Where do I start? Is it unfair to say that I loathed this book from the first page? That even when Thirlwell's quite acute ear for dialogue was persuading me to think again, his ignorant, patronizing, ingratiatingly charmless narrator would came up with a platitude of such astounding stupidity, I would feel like slamming the book shut again? No, it is not unfair because it is true.

Adam Thirlwell
Jonathan Cape
280 pp

First page irritations? Let's start with the second sentence. I don't need to be told, thank you very much, that I will like the characters of this book. I can make my own mind up. And I am not interested in the boring kinky sex of some boring middle–brow twenty–somethings (and really kinky sex doesn't have to keep telling you that it is so).

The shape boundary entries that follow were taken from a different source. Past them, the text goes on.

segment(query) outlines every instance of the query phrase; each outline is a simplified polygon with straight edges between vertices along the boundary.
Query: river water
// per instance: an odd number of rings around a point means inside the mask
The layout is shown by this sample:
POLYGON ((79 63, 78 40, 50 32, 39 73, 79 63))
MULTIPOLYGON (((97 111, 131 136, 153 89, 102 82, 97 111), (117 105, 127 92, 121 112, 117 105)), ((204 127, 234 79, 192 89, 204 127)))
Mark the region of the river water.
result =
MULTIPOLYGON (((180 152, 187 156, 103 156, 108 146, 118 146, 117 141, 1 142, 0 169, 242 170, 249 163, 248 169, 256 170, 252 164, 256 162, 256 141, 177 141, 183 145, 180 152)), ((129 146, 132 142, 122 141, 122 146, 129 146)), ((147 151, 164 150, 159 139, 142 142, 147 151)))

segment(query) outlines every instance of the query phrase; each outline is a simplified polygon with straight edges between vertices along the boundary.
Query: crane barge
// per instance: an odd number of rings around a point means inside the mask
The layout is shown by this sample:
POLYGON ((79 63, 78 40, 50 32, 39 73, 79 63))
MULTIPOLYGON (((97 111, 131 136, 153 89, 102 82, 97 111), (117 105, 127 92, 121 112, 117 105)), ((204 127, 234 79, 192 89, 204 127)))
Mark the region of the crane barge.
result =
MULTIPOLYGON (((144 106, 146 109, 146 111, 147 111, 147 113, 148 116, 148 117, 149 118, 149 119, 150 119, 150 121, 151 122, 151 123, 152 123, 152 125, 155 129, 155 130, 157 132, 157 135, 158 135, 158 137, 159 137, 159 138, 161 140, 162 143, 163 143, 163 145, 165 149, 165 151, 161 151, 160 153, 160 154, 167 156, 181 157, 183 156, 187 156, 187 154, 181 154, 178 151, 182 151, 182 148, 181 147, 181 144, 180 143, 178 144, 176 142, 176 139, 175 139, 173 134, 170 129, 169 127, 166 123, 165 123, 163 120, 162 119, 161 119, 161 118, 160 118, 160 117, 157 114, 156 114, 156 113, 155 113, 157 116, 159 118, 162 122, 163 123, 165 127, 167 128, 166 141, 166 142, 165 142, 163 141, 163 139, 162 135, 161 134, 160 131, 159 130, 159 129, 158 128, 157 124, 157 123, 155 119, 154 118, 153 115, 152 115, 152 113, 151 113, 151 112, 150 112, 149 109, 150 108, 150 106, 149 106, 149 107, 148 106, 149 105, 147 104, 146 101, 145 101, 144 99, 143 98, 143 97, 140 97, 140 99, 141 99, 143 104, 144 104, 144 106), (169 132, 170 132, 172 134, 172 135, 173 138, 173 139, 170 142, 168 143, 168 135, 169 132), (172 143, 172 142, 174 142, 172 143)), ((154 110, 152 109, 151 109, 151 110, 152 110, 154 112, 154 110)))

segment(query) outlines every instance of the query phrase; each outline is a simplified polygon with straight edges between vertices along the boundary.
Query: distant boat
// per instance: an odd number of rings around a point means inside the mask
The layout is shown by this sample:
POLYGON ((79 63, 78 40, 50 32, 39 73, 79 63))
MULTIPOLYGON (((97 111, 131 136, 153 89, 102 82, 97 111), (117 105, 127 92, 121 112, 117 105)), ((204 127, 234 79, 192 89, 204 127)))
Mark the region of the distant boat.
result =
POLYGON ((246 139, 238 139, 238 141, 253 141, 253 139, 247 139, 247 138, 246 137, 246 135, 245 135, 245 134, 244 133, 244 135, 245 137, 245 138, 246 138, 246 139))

And doesn't Thirlwell just keep telling you. He tells us this book is not really about politics but about ickle Nana, ickle Moshe and ickle Anjali having a ickle ménage a trois. But he's lying. What he is really trying to say is "I'm just an ickle bitsy writer me, just an ordinary geezer, down Brick Lane in the Bagel shop, cutting the rug at the 333 in Hoxton Square. But ps: I also think really profound thoughts and I have lots of interesting things to say about the world". This is the Jamie Oliver mockney approach to intellectualism and politics: "I'm just like you, treacle (but shut up and listen while I tell you my theory of the world)". This is so obvious and so barefaced and it is the chief irritation of the book. Names are dropped at every available opportunity, encompassing everyone from Bulgakov to Breton. And the crassest explanations are attached for the plebs benefit. I had worked out that André Breton was a surrealist some time ago, cheers mate. Why do you feel you have to tell me that Breton is a surrealist?

This is what I think is truly worrying about this book. Thirlwell was placed on Granta's best novelists under 40 list, a fact made much of by the book's publicist. And all I can say to that is this: is this really it? This is the best we can do, the best we can say? The writing has its moments (few and far between), but you just know why people are lathering themselves up about Thirlwell. He is a fellow of All Souls College, Oxford, and you can just hear the commissioning editors meeting: "Yeah, like he's soooooooo intelligent. Just so intelligent. He does ideas and things. We just have to have him". Are we really so bereft of ideas that we can be fooled by something as threadbare as this?

It's not intelligent. It is not about politics in the macro– or micro–sense. It is about Thirlwell thinking that a random pot of name–dropped intellectuals and half–cocked philosophical musings make for an incisive comment on the way we live now. It doesn't.